Today we still use antiviral serotherapy, to fight Sars-CoV-2 for example: the blood of individuals who have recovered from the infection is removed and used in the treatment of patients ill with COVID-19.
However, in contrast with this patient-derived serum, studies have highlighted the interesting nature of antibodies produced by genetic engineering to increase antiviral activity. Not all patients respond to these treatments in an optimal way and it’s important to develop antibodies that are effective against different pathologies. The antibodies produced by genetic engineering are widely used in treatment against cancer and auto-immune diseases. Indeed, of the 10 most sold medicines of 2019, 7 were antibodies made by this process.
The modification of antibodies by genetic engineering depends on identifying the amino acids and sugars in the Fc domain in order to increase or reduce their interaction with the different FcɣR receptors. In the treatment of cancers, it has been shown that a better interaction with this receptor allows the cells presenting antigens (CPA, notably the dendritic cells) to mature more fully, and prompts a more substantial response in the LT CD8, which destroy cancerous cells.

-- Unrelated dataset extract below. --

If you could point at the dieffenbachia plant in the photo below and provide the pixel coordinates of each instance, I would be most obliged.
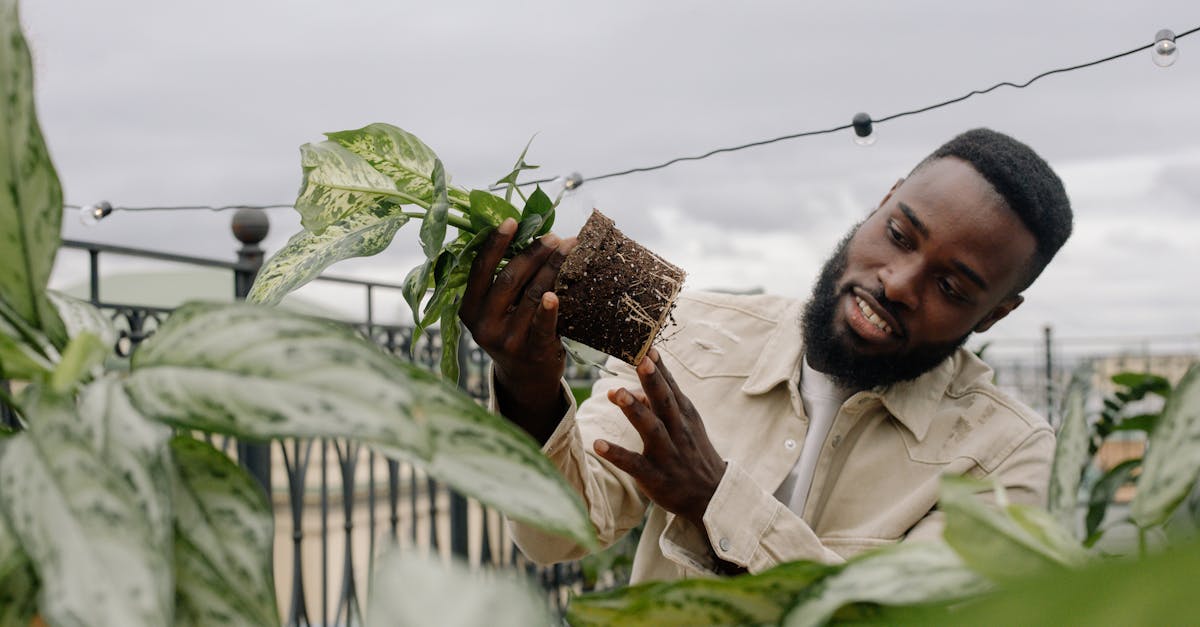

In the area of study into antibodies that enable patients to fight the virus, the role of the FcɣR has been little studied. Indeed, the Fab domain has been the main focus of research, since its binding to the antigen enables it to block the entry of virus particles into cells. By modifying the Fc domain we may be able to enhance the process of the destruction of infected cells.
It’s therefore very important that research into genetic engineering continues.